Drug Therapy for Claudication
Vasodilators were an early class of agents used to treat claudication but have not been shown to have clinical efficacy. In 1984, pentoxifylline was approved for the treatment of claudication. In early controlled trials, the drug produced a 12% improvement in the maximal treadmill walking distance. However, in a recent study, pentoxifylline was no more effective than placebo on improving treadmill walking distance or functional status assessed by questionnaires. A meta-analysis concluded that the drug produced modest increases in treadmill walking distance over placebo, but the overall clinical benefits were questionable.
Cilostazol is currently the most effective drug for claudication. Approved in 1999, the primary action of cilostazol is to inhibit phosphodiesterase type 3, which results in vasodilation and inhibition of platelet aggregation, arterial thromboses, and vascular smooth muscle proliferation. In four trials of 1534 patients, cilostazol 100 mg twice daily improved both pain-free and maximal walking distance as compared with placebo. In one trial, cilostazol 100 mg twice daily was superior to both placebo and pentoxifylline. In three of the trials, cilostazol also improved several aspects of physical functioning and quality of life as assessed by questionnaires. The most common side effects of cilostazol are headache, transient diarrhea, palpitations, and dizziness. Cilostazol should not be given to patients with claudication who also have heart failure.
Additional drugs are in clinical trials for treating claudication.
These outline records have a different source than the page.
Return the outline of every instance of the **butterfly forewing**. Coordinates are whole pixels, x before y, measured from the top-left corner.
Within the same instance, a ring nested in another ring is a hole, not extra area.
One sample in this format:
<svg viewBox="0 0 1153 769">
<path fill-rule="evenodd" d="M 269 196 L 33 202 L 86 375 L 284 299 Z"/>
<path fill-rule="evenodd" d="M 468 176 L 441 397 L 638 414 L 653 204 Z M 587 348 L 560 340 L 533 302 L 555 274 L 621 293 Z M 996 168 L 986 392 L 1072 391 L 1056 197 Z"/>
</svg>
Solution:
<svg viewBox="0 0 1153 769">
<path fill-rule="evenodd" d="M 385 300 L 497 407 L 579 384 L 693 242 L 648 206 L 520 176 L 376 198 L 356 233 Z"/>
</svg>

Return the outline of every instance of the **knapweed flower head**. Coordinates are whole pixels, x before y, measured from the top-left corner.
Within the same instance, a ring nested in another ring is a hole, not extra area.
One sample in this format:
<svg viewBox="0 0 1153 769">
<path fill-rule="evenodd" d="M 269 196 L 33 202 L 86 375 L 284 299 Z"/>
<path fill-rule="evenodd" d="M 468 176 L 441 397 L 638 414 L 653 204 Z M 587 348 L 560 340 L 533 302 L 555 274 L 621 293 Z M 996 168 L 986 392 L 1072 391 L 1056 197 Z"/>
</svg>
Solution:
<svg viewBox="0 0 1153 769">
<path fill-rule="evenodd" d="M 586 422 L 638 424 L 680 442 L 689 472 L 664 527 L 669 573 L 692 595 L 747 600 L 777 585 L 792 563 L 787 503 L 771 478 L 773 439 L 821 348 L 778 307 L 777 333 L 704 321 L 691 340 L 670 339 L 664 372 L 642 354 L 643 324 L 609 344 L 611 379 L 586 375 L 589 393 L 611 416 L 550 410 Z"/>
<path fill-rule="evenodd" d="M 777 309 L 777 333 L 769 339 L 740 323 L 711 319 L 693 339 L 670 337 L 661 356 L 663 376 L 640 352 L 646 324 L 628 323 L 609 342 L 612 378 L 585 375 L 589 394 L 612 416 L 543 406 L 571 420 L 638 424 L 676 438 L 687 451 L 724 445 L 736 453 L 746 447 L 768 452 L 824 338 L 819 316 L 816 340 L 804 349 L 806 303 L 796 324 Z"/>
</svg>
Propionyl-l-carnitine is a metabolic agent that has been shown to improve treadmill performance and quality of life in patients with claudication. Prostaglandins have been extensively studied in patients with PAD, but with mixed results. In a recent study, beraprost, an oral prostaglandin, had positive effects on treadmill walking distance and quality of life. However, these drugs are still under study and their utility needs further evaluation. Very few studies have addressed the issue of combined drug plus exercise therapy for claudication. However, the available data suggest at least an additive effect of exercise training plus a drug for claudication.